TeleICU has been tested for the past few months at SVMC, but it is expected to be fully implemented this August. The program partners with telemedicine leaders Dartmouth-Hitchcock in Lebanon, N.H. and Avera Health in Sioux Falls, S.D.
Much like Skype or FaceTime, critical care doctors are called with the push of a button and appear on a monitor at the front of the room next to the patient's television. TeleICU doesn't mean there are less doctors taking care of patients here in Bennington; it's quite the opposite.
"This technology does not replace anyone, it adds valuable technology to enhance care," said Trey Dobson, SVMC's chief medical officer and medical director of Dartmouth-Hitchcock Putnam Physicians.
Patients will still have round-the-clock care by SVMC's doctors and nurses, but TeleICU adds an extra dimension to care. The program allows patients with certain conditions that otherwise require a transfer to be treated locally instead.
The program brings board-certified critical care physicians at Dartmouth-Hitchcock and Avera together with SVMC professionals using a secure, high definition audio-visual connection.
Vital signs like blood pressure, heart rate, and pupil size can be monitored by zooming the camera in on monitors, the patient, or even a doctor's badge. The fisheye lens can also zoom out to see the entire hospital room. When not in use, the camera is rolled back and the monitor is turned off so the patient doesn't feel like they are being watched.
The equipment does not record, and the patient can refuse the service if they choose. There is no extra cost to the patient.

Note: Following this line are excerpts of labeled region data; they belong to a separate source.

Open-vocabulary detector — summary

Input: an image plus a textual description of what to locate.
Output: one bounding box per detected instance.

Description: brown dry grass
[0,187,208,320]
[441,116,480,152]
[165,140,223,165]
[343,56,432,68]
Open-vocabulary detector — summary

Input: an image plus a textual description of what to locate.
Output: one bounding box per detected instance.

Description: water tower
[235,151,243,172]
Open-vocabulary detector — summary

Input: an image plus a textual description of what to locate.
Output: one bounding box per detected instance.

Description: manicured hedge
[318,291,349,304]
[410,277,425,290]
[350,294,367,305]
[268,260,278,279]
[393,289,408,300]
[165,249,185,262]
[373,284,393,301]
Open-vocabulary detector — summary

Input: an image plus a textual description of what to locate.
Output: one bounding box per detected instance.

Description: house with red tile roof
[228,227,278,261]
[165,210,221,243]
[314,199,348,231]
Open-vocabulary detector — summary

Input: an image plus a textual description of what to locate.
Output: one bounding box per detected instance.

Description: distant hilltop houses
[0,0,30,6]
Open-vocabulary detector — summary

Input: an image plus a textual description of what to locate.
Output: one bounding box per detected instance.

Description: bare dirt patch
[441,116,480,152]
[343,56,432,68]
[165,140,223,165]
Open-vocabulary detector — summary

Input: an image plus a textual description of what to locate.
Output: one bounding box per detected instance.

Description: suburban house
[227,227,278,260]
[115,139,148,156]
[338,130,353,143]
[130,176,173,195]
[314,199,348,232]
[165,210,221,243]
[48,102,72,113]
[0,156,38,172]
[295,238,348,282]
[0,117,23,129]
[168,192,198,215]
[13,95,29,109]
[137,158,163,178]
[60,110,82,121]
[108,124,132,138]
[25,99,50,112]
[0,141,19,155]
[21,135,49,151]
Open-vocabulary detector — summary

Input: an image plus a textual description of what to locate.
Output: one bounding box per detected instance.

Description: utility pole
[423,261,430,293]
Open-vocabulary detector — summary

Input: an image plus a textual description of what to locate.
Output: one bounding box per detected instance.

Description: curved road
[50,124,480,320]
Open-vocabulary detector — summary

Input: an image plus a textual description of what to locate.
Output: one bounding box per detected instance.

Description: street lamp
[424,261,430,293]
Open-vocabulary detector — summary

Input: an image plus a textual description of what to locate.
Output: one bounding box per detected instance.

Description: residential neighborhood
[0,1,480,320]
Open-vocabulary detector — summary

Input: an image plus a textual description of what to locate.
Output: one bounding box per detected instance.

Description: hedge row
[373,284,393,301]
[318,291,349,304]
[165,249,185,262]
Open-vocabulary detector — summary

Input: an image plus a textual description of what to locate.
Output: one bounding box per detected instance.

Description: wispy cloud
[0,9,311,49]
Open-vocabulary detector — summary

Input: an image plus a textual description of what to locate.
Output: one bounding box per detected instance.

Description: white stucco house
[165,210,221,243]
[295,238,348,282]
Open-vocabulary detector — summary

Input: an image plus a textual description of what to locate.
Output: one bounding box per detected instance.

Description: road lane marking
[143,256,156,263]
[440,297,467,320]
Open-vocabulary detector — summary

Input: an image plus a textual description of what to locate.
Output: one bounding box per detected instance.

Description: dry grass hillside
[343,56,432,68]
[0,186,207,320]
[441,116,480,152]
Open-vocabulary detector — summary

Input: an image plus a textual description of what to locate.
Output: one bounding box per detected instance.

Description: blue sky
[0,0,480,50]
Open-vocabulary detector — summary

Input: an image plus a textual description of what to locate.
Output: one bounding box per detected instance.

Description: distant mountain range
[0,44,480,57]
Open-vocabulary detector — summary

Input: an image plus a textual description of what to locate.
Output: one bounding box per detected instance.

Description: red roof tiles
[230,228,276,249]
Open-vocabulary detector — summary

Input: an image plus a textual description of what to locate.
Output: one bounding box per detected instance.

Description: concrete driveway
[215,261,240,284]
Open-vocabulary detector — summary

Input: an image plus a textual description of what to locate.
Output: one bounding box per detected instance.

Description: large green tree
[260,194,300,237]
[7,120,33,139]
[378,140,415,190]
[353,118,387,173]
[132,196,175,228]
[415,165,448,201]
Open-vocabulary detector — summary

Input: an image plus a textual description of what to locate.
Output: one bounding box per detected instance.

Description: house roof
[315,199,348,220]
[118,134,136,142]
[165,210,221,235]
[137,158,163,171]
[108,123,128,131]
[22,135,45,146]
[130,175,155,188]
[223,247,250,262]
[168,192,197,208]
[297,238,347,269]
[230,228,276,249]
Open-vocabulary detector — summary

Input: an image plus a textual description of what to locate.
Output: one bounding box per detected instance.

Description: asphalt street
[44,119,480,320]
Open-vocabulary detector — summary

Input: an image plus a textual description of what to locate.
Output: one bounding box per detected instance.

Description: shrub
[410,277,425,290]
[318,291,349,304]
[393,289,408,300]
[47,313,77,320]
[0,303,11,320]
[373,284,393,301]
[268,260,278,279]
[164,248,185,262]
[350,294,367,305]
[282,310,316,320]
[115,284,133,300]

The software receives data in real-time and looks for both positive and concerning health indicators. For example, if a patient's blood pressure has been steadily trending down, the software's artificial intelligence will alert SVMC medical staff so the patient can be treated.

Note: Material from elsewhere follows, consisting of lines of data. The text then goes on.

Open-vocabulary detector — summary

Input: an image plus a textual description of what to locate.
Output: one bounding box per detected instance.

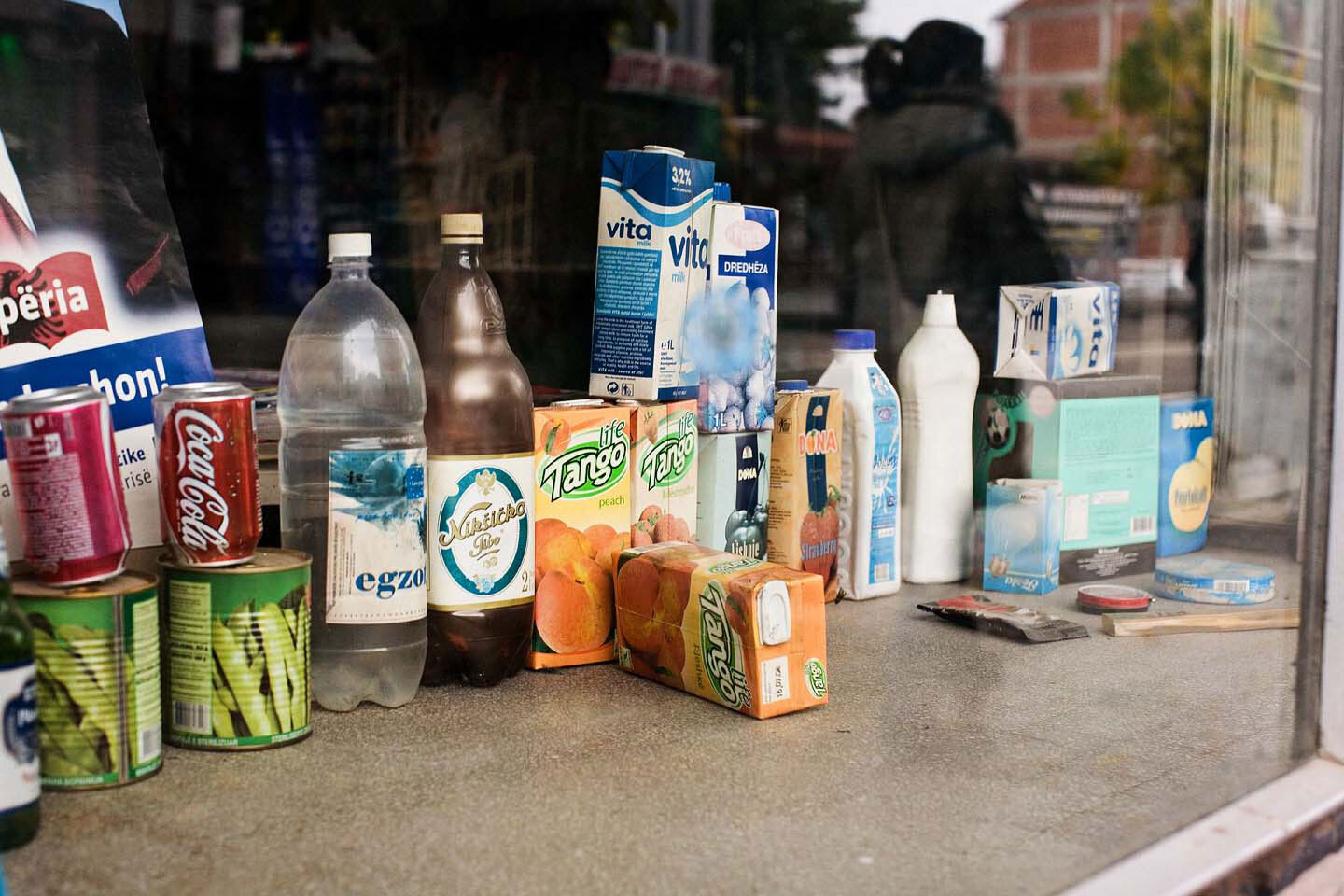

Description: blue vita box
[981,480,1064,594]
[1157,397,1215,557]
[589,147,714,401]
[995,281,1120,380]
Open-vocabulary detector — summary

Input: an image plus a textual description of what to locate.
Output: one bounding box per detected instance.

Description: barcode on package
[172,700,215,735]
[140,725,162,763]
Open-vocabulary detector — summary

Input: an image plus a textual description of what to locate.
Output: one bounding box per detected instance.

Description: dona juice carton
[983,480,1064,594]
[589,147,714,401]
[694,432,772,560]
[620,398,699,547]
[616,544,829,719]
[995,282,1120,380]
[1157,395,1213,557]
[766,388,844,602]
[685,184,779,432]
[528,399,632,669]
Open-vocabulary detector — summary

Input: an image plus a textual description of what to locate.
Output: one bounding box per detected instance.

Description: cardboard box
[981,480,1063,594]
[995,282,1120,380]
[766,388,844,603]
[589,147,714,401]
[974,376,1158,584]
[687,202,779,432]
[616,544,829,719]
[694,432,772,560]
[526,399,632,669]
[620,398,699,547]
[1157,397,1215,557]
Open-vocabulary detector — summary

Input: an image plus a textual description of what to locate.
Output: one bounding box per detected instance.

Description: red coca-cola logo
[174,409,229,551]
[0,253,107,348]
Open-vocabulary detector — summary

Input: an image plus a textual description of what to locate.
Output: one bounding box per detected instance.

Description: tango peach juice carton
[766,388,844,603]
[526,399,633,669]
[618,398,699,547]
[616,544,829,719]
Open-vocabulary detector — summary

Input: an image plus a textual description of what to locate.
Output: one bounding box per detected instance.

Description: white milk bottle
[896,291,980,583]
[818,329,901,600]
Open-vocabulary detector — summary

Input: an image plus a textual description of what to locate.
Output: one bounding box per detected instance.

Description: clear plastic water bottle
[280,233,426,710]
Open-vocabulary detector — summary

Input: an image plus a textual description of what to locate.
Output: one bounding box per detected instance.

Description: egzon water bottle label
[868,367,901,584]
[0,661,42,811]
[427,452,537,611]
[327,449,426,624]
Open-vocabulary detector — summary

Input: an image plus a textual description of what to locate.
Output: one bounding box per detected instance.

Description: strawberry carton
[616,544,828,719]
[766,388,843,603]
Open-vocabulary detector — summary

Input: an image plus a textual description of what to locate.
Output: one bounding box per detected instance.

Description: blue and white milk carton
[1157,395,1213,557]
[589,147,714,401]
[685,184,779,432]
[981,480,1064,594]
[995,281,1120,380]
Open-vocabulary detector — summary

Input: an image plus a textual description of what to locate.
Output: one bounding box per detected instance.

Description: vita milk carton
[589,147,714,401]
[995,281,1120,380]
[687,184,779,432]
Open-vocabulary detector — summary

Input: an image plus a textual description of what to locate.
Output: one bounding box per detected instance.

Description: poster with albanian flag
[0,0,213,554]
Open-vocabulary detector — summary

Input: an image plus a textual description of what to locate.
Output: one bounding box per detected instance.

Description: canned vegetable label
[16,576,162,787]
[164,551,311,749]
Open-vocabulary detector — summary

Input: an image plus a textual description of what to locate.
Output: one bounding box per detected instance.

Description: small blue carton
[983,480,1064,594]
[995,281,1120,380]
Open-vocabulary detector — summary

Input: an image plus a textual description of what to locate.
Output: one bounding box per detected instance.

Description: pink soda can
[0,385,131,587]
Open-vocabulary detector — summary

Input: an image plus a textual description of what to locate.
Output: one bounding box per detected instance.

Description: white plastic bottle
[278,233,426,710]
[818,329,901,600]
[896,293,980,583]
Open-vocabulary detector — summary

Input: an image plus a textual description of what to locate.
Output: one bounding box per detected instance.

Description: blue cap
[836,329,877,352]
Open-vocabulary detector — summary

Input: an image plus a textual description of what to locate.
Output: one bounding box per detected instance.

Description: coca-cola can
[155,383,260,567]
[3,385,131,586]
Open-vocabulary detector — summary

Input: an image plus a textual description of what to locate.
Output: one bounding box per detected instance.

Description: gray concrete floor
[4,551,1297,896]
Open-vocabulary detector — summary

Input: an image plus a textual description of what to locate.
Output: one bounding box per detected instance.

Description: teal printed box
[973,376,1160,584]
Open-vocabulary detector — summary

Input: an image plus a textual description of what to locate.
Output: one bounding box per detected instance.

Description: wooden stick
[1100,608,1301,638]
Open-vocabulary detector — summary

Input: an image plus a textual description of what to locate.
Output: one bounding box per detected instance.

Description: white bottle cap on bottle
[327,233,373,260]
[923,288,957,327]
[438,211,482,244]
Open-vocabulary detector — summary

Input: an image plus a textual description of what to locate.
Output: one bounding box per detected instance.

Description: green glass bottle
[0,535,42,850]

In addition to allowing critical care doctors to participate in patient care, this new technology will help with recruitment of medical professionals, which can be difficult for a rural hospital like SVMC, Dobson said. Doctors and nurses may choose to come to SVMC knowing they can work with telemedicine.
TeleICU can also reduce the number of days someone needs to stay in the ICU, Dobson said. It also will ensure the timely delivery of medicine and care.

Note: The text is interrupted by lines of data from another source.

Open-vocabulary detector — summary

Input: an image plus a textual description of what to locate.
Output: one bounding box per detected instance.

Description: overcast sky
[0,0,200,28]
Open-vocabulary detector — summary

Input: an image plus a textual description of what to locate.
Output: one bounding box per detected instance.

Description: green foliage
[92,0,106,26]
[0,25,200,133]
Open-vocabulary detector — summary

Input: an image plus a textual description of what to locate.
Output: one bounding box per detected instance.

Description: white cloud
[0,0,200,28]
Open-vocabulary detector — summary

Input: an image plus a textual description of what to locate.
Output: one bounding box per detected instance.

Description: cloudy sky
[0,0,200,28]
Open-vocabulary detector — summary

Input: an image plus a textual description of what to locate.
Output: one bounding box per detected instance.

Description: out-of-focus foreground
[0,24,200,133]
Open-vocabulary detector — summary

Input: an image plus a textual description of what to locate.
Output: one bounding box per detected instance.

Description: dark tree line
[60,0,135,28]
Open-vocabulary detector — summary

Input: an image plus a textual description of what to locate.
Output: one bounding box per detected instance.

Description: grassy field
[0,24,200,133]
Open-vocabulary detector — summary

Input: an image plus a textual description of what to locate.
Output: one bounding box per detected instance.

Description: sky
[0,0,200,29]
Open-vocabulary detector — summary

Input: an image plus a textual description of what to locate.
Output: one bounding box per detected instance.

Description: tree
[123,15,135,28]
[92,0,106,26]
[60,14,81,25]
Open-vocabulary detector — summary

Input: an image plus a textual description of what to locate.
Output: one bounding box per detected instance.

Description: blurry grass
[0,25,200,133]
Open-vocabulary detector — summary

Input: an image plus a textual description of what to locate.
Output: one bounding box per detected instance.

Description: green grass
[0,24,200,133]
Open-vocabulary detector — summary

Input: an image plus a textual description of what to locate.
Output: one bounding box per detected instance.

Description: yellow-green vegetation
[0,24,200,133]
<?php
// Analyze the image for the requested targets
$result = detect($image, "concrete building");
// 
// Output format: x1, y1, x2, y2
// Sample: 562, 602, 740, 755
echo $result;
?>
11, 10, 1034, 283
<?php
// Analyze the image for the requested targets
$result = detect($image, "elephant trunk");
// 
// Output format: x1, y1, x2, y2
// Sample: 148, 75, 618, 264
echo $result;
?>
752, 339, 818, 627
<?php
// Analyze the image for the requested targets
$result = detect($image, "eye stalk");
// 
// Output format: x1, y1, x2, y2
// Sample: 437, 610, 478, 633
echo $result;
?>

SVMC started "earnestly" considering telemedicine as an addition to their technology in 2014, Dobson said. Approximately three years ago, he made a trip to South Dakota to work with an Avera critical care doctor and an emergency doctor for a day to better understand the technology. He's also made many trips to Dartmouth-Hitchcock.
In April 2017, SVMC began using telemedicine equipment in the neurology department, which could be moved on a cart to any room at the hospital. This technology allows round-the-clock access to a board-certified neurologist for patients who suffered a stroke or other neurological problem.
The hospital also began using telemedicine in the emergency department last May in collaboration with Dartmouth-Hitchcock's Center for Connected Health to consult and treat patients.
Dobson says grants and donations for the technology have helped the hospital implement this equipment and the software is paid for as a subscription.
"Patient satisfaction nationally is extremely high," Dobson said of the program. "It's strongly supported by the physicians."